I got ya covered!
Code: Select all
#!/bin/bash
#this function returns the number of seconds of black frames that exist at the start of a video, to ensure more accurate comparisons.
find_black() {
too_long=$(ffmpeg -i "$1" -t 00:00:05 -vf blackdetect=d=0.05:pix_th=0.2 -an -f null - 2>&1 | grep "blackdetect") #gives us a ffmpeg output detailing black frames
regex="black_start:([0-9.]+) black_end:([0-9.]+) black_duration:([0-9.]+)" #regex to ID the timestamps for the black-padding
# then do the if-spaghetti
if [[ $too_long =~ $regex ]]; then #compare - this fails if we get nothing from ffmpeg for black-detection
if (( $(echo "${BASH_REMATCH[1]} < 1" | bc -l))); then #test to see if our first occurance of black-frames happens within the first second.
echo ${BASH_REMATCH[2]}
else
echo "0" #if not, then it's likely just an early scene transition, and should be discarded
fi
else
echo "0" #we got nothing from ffmpeg, sadge
fi
}
#finds the SSIM in case that wasn't obvious. returns it as a single value (ex:5.56547)
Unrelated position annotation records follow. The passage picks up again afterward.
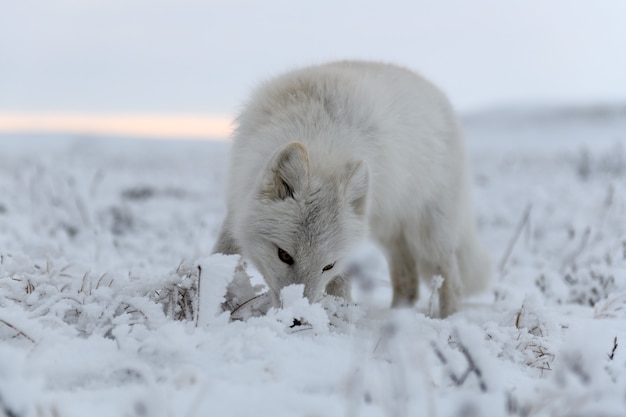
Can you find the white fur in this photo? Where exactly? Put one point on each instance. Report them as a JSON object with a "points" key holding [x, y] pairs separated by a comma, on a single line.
{"points": [[324, 155]]}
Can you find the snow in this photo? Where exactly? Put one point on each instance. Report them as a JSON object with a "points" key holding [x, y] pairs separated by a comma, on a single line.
{"points": [[110, 303]]}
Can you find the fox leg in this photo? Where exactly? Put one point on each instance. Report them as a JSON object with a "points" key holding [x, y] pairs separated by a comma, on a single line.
{"points": [[404, 277], [450, 291]]}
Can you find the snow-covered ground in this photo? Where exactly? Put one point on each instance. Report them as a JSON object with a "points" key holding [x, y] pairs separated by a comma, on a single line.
{"points": [[101, 314]]}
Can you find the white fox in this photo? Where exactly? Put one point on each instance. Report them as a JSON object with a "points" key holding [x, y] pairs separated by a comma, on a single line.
{"points": [[328, 155]]}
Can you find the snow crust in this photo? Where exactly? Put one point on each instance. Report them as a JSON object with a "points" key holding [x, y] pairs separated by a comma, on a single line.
{"points": [[110, 304]]}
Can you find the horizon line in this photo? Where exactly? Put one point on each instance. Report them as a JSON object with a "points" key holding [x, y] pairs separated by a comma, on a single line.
{"points": [[143, 125]]}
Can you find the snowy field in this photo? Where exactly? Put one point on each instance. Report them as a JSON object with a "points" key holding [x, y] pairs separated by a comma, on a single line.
{"points": [[110, 304]]}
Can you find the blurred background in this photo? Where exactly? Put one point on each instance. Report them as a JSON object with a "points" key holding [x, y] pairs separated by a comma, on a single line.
{"points": [[181, 69]]}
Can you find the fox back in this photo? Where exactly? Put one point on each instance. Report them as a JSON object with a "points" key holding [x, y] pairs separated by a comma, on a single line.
{"points": [[328, 155]]}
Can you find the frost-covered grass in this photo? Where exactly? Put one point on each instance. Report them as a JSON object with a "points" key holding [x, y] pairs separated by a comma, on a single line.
{"points": [[111, 306]]}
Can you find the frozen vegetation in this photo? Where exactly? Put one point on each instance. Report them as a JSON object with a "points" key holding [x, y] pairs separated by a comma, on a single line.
{"points": [[110, 304]]}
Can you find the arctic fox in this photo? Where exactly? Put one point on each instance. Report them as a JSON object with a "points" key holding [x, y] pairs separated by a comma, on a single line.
{"points": [[328, 155]]}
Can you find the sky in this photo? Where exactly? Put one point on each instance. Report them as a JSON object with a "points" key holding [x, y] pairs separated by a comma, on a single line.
{"points": [[199, 59]]}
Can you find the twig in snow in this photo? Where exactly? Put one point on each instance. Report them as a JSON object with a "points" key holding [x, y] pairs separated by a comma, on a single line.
{"points": [[569, 260], [19, 332], [515, 237], [471, 366], [198, 297], [612, 354]]}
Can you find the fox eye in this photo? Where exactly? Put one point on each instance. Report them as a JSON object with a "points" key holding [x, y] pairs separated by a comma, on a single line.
{"points": [[285, 257]]}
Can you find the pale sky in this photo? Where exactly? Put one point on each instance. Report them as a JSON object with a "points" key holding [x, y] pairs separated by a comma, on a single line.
{"points": [[201, 58]]}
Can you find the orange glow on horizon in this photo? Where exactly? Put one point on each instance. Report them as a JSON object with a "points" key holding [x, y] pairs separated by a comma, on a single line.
{"points": [[150, 126]]}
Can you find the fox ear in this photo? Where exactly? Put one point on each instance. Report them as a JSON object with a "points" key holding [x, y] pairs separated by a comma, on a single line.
{"points": [[286, 173], [357, 186]]}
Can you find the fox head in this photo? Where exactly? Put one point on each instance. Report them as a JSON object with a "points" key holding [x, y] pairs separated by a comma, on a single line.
{"points": [[300, 223]]}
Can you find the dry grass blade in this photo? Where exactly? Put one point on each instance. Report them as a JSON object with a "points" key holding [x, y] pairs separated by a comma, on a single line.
{"points": [[19, 332], [612, 354]]}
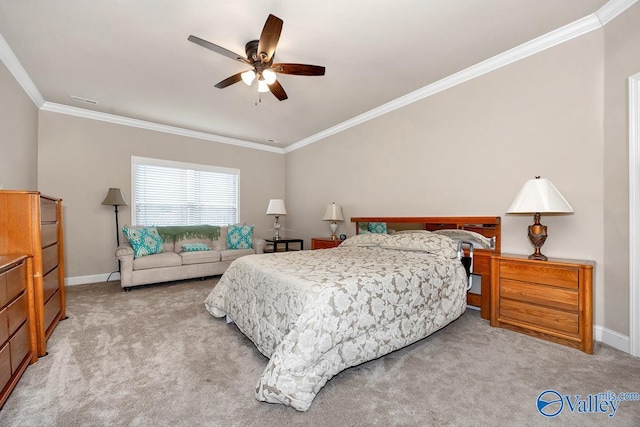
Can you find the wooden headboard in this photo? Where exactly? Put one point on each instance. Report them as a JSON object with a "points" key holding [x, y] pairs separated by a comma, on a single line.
{"points": [[488, 226]]}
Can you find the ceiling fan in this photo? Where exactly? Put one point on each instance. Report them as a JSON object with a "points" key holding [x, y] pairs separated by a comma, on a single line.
{"points": [[260, 55]]}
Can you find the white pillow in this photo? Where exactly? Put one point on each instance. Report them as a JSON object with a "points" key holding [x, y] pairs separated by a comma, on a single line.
{"points": [[423, 242], [478, 240], [369, 239]]}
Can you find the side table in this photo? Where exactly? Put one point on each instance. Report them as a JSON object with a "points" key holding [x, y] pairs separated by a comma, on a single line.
{"points": [[324, 243], [275, 243]]}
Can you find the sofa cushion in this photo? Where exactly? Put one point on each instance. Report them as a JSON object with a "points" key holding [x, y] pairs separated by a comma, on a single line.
{"points": [[199, 257], [165, 259], [231, 254], [143, 240], [197, 241], [240, 236], [195, 247]]}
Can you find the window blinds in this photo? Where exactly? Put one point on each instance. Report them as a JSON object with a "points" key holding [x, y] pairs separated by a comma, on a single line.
{"points": [[174, 193]]}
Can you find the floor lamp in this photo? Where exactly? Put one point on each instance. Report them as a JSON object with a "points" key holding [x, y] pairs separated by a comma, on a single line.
{"points": [[115, 198]]}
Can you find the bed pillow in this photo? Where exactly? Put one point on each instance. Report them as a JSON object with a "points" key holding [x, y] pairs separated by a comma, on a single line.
{"points": [[368, 239], [144, 240], [193, 247], [432, 243], [377, 227], [239, 236], [478, 240]]}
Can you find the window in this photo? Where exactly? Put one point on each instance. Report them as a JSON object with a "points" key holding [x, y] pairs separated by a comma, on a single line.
{"points": [[174, 193]]}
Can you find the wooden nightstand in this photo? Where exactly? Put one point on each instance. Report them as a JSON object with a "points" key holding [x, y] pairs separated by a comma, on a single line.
{"points": [[324, 243], [550, 299]]}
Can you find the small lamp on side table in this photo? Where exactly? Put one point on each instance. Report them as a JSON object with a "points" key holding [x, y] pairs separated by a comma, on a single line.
{"points": [[276, 207], [538, 196], [333, 214]]}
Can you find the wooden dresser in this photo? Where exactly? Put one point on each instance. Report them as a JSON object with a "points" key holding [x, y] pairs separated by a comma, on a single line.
{"points": [[550, 299], [31, 224], [17, 328]]}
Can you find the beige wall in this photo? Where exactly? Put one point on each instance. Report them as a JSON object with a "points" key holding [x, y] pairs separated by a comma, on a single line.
{"points": [[79, 159], [468, 150], [622, 44], [18, 135]]}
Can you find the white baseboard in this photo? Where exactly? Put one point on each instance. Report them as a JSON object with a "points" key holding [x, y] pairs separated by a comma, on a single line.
{"points": [[94, 278], [612, 338]]}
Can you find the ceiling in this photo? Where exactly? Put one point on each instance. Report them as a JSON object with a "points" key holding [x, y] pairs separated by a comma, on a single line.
{"points": [[133, 57]]}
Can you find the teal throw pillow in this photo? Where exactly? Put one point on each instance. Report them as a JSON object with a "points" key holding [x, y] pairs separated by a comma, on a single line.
{"points": [[193, 247], [240, 236], [378, 227], [144, 240]]}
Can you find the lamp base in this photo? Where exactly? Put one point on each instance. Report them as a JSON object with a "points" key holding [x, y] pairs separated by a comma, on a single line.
{"points": [[334, 227], [276, 225], [537, 236]]}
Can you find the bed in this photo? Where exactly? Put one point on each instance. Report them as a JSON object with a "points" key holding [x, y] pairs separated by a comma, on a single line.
{"points": [[488, 226], [316, 313]]}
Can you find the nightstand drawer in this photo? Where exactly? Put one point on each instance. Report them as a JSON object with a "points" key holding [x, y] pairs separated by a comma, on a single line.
{"points": [[539, 294], [549, 299], [539, 273], [539, 316]]}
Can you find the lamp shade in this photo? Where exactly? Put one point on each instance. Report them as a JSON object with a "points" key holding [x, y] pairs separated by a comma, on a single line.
{"points": [[115, 198], [333, 213], [539, 195], [276, 207]]}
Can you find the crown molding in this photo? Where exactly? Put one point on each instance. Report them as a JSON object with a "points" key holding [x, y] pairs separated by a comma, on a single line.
{"points": [[19, 73], [612, 9], [546, 41], [604, 15], [142, 124]]}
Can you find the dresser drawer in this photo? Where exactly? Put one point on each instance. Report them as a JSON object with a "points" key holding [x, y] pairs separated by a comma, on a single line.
{"points": [[5, 365], [17, 313], [49, 258], [549, 296], [538, 316], [539, 273], [48, 210], [51, 310], [16, 280], [49, 234], [4, 327], [50, 284], [19, 345]]}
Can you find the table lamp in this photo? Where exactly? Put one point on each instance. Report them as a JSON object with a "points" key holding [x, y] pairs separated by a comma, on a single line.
{"points": [[276, 207], [333, 214]]}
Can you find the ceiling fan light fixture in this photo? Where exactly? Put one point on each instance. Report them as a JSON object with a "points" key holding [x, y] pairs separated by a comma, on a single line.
{"points": [[269, 76], [248, 76], [263, 86]]}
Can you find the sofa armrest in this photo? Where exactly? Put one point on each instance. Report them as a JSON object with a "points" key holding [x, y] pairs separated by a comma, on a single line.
{"points": [[258, 244]]}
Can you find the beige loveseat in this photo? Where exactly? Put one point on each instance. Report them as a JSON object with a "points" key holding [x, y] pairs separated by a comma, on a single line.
{"points": [[176, 264]]}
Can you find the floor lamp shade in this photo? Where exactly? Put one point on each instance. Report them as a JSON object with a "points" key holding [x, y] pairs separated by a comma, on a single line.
{"points": [[538, 196], [115, 198]]}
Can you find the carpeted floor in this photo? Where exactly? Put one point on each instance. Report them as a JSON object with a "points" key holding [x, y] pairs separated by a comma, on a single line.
{"points": [[155, 357]]}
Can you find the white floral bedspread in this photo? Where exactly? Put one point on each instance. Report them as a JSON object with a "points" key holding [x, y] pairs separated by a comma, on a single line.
{"points": [[316, 313]]}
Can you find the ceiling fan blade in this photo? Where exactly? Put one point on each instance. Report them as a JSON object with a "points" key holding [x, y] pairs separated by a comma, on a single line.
{"points": [[230, 80], [298, 69], [217, 49], [269, 38], [278, 91]]}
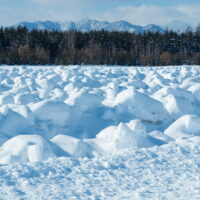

#arguments are supposed to be: pirate-media, pirate-black-padding, reference-media, reference-black-padding, time (to analyze). in that order
#hwaccel - none is the default, as this is a purely decode operation; cpu decoding is much faster than cuda.
find_SSIM() {
lengthy=$(ffmpeg -y -hwaccel none -ss "$2" -i "$1" -hwaccel none -ss "$4" -i "$3" -t 00:$5:00 -filter_complex "[0:v]pad=aspect=16/9:x=-1:y=-1[a];[1:v]pad=aspect=16/9:x=-1:y=-1[b];[b]split[c][d];[a][c]scale=rw:rh[e];[e][d]ssim" -f null - 2>&1 | grep "SSIM")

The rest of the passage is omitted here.